C. Currency Transaction Reporting (CTR)

Requirement: report certain currency transactions meeting applicable thresholds/criteria; retain related records.

  • Regulatory anchors (commonly cited):
    • 31 CFR 1010.311 (Reports of transactions in currency).
    • 31 CFR 1010.306 (Filing requirements for reports of transactions in currency).
  • Policy coverage: AML/CTF Policy & Procedures Section 12.2 (CTR governance/procedures).
  • Operational controls:
    • Aggregation logic across accounts and time windows (as applicable).
    • Identification of currency-in/currency-out events that trigger CTR obligations.
    • Coordination with Bridge/PSPs/banks where they are filing parties.
  • Evidence artifacts:
    • CTR decisioning records, aggregation reports.
    • Filing confirmations (where applicable).

D. Recordkeeping (BSA) — Funds Transfers / “Travel Rule”

Requirement: maintain required records for funds transfers and transmittals of funds, including required originator/beneficiary information and retention of records.

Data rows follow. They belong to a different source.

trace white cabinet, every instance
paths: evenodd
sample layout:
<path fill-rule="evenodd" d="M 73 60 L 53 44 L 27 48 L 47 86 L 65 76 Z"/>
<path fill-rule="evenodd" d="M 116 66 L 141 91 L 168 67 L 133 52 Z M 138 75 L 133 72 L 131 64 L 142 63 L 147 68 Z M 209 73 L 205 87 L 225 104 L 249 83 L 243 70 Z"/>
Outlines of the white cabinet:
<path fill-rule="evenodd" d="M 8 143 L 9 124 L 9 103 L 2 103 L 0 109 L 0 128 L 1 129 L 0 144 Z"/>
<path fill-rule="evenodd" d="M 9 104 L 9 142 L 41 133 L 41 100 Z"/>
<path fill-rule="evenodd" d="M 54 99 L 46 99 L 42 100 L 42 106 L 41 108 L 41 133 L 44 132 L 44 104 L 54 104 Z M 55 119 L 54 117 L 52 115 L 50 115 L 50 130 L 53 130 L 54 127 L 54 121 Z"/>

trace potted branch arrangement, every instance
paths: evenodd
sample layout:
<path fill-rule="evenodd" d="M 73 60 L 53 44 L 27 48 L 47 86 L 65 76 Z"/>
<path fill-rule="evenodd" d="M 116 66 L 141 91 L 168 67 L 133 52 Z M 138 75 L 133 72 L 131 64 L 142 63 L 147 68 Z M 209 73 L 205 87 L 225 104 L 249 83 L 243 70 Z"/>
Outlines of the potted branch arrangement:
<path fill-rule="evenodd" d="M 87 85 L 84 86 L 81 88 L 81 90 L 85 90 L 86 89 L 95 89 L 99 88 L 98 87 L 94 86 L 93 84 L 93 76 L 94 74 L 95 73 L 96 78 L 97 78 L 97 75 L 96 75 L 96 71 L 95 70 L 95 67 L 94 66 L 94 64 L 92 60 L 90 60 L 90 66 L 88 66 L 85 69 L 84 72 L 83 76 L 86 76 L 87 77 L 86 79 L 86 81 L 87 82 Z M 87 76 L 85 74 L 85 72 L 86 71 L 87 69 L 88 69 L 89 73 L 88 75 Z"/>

  • Regulatory anchors (commonly cited):
    • 31 CFR 1010.410 (Records to be made and retained by financial institutions).
    • 31 CFR 1010.415 (Records of extensions of credit and cross-border transfers, as applicable).
  • Policy coverage:
    • AML/CTF Policy & Procedures Section 11 (record retention) and 12.3 (BSA recordkeeping).
    • Transaction Monitoring Policies & Procedures Section 4 and 13 (data sources, retention).
  • Operational controls:
    • Data model captures required “travel rule” fields for covered transfers (as applicable).
    • Integrity logging and immutability controls.
    • Retrieval procedures for examinations and lawful requests.
  • Evidence artifacts:
    • Data dictionaries and schemas.
    • Event logs and retention policies.
    • Retrieval test results (periodic).

E. MSB Registration (if applicable)

Requirement: register as an MSB with FinCEN where required and maintain supporting documentation.

  • Regulatory anchor (commonly cited): 31 CFR 1022.380 (Registration of money services businesses).
  • Policy coverage: Program Parameters and Definitions (program metadata; regulator/framework selection).
  • Operational controls / evidence:
    • Current MSB registration and renewal documentation.
    • Record of covered activities and legal entity structure.